Madsen, 51, cited the “untenable, hostile work environment” he said was created by “certain individual council members toward each other, him, his City Hall staff and the community,” though at the time he didn’t name the council members.
City Hall e-mails — released to the Peninsula Daily News after it filed a freedom of information request — reveal particular tensions between Madsen and three City Council members — Cherie Kidd, Don Perry and Deputy Mayor Betsy Wharton — and among the City Council members themselves.
Clashes occurred through the year between the “new” and “old” council members and with Madsen — but escalated and reached a high in late June.
Kidd, Perry and Dan Di Guilio had been elected to the council the previous November and took office Jan. 1.
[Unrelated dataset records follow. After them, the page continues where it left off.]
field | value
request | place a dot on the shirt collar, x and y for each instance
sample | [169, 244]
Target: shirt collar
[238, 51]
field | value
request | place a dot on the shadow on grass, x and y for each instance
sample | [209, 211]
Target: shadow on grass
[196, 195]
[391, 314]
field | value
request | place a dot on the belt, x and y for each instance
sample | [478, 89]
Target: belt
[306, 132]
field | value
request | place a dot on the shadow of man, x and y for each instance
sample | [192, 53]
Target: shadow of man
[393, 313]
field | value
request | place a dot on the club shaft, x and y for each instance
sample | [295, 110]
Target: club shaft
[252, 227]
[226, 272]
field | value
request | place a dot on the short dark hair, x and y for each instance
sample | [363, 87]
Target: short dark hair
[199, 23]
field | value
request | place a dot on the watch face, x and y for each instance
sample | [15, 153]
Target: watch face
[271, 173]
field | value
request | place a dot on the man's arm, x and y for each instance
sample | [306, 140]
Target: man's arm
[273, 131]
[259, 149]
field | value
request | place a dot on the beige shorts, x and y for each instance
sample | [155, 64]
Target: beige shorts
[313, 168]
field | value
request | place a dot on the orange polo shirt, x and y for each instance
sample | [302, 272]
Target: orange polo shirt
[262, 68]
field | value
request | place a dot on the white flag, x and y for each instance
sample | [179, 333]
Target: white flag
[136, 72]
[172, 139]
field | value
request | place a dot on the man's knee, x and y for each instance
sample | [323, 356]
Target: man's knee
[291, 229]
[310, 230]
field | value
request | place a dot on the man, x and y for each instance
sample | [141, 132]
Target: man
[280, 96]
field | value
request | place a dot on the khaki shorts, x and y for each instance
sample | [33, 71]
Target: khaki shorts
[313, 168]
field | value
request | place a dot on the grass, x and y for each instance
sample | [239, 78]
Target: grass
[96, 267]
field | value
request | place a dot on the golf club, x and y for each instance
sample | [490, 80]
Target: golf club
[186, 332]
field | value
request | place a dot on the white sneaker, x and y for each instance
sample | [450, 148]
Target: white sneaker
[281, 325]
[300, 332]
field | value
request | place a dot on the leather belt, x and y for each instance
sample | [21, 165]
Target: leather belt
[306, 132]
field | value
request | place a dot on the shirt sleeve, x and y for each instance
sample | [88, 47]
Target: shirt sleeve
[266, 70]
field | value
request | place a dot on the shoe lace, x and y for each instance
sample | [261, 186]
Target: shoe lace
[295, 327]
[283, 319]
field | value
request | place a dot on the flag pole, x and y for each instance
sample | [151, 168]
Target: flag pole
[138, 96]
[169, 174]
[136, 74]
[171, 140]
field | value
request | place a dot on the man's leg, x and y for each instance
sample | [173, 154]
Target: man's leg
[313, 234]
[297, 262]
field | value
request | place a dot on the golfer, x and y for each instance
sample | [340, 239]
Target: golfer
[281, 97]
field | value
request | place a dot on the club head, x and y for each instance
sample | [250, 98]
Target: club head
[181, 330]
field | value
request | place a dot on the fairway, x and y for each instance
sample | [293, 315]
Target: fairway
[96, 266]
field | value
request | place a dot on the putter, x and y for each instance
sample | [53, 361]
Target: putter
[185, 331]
“I don’t know about the rest of you, but I don’t want to spend that much time being stressed out and going nowhere,” Wharton wrote in an e-mail after a closed-door executive session in June
Wharton suggested that the council get a facilitator for “teambuilding” and “goal setting.”
And from Madsen in another e-mail:
“All I heard from most of the council was ‘feel good platitudes’ that gloss over the underlying problems.
“NO ONE confronted the fact that the work of staff is being undermined.”